In both locations, we stayed in places we found on Airbnb that had kitchens, because I knew that being on vacation was not going to stop me from wanting to do some serious cooking. Between the farmer’s markets, fruit stands, colmados, and grocery stores, I was well stocked, and ended up making some pretty fantastic food, including cheese and guava breakfast sandwiches, black beans and rice, huevos rancheros, and black bean avocado tacos.
Of course, I didn’t cook too much; we obviously had to go out and sample the local fare as well. It was, of course, pretty fantastic. Mofongo, plantain tamales, roasted pork, fish tacos, fresh coconut juice from roadside stands - it was all delicious.
Yes, we ate a lot of awesome food on our trip, but one of my favorite things would probably have to be the quesitos. We stumbled upon this delicious treat almost by accident on our first morning in San Juan when we ventured to the local panaderia for some breakfast. I’m always a fan of bakeries, and the one we visited (Kasalta) did not disappoint. Cases and cases of pastries, breads, sandwiches, cakes and other baked goods stretched the length of the store. How was I to choose? In the end, I chose something at random, and as luck would have it, it turned out to be a quesito.

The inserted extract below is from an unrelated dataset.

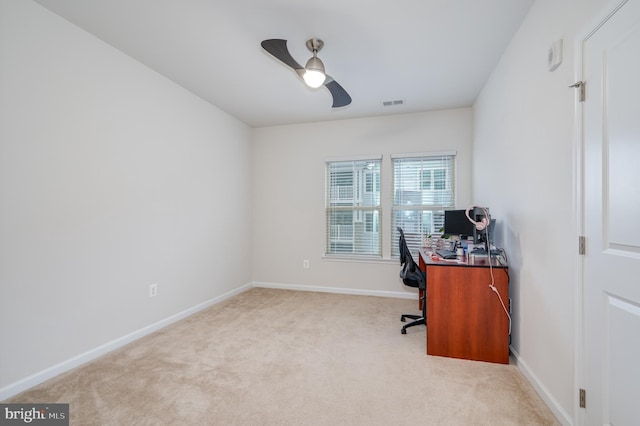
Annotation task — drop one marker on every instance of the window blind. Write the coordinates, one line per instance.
(423, 187)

A quesito is a sweet Puerto Rican pastry which, as the name implies, is filled with cheese. And as a Wisconsinite, I am always, always down for some cheese. It’s deliciously simple - sweetened cream cheese, wrapped in a twist of pastry, with a sweet crunchy exterior. Washed down with a steaming hot cortado (espresso with milk), it was breakfast perfection. I knew immediately that I would be making some of my own quesitos when we returned home. And as you can see, I did. You probably should too.
I made the standard plain cheese quesitos I fell in love with in PR, but these would be amazing with fruit preserves added to the filling as well.

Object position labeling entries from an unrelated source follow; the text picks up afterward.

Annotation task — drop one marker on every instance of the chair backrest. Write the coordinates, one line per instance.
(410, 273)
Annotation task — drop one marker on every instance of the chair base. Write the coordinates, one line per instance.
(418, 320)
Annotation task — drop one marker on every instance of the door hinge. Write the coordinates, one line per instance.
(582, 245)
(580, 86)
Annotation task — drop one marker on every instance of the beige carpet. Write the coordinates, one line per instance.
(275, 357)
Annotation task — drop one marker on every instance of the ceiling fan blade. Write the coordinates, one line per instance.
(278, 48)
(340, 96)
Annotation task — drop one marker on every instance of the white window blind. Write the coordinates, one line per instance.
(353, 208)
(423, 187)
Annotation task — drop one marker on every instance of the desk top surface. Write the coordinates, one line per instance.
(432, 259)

- 8 oz cream cheese, softened
- ¼ cup sugar, divided
- 1 1-lb package frozen puff pastry, thawed (you should have two sheets of pastry)
- 1 egg
1. Preheat oven to 400 degrees and line 2 baking sheets with parchment paper.
2. In a bowl, combine the cream cheese and 2 Tbsp sugar until well combined. (Note: I like my quesitos a bit less sweet, but if you are a sweet tooth, you may want to add an extra Tbsp of sugar in this step)
3. Take one puff pastry sheet, and roll out on a well-floured surface until you have a 14” x 10” rectangle. Cut rectangle in half crosswise and lengthwise to form 4 equal 7” x 5” rectangles of dough. Place one eighth of the cream cheese mixture on each rectangle, about 2” in from the lower left-hand corner. Spread cream cheese mixture diagonally towards the upper left-hand corner, leaving a little space near the edges of the dough (see picture above for how this should look).
4. For each dough rectangle, fold the lower left-hand corner over the cream cheese mixture, then fold in sides and continue to wrap until filling is completely encased in pastry. Place, seam side down, on prepared baking sheet.
5. Repeat steps 3 and 4 for the remaining pastry sheet and cheese filling.
6. Whisk together the egg and 2 Tbsp sugar until completely combined. Use a pastry brush to brush egg mixture over the tops of the rolled pastries, making sure to cover them completely.
7. Bake quesitos at 400 degrees until puffed, dark golden, and shiny, about 15-20 minutes. Serve warm.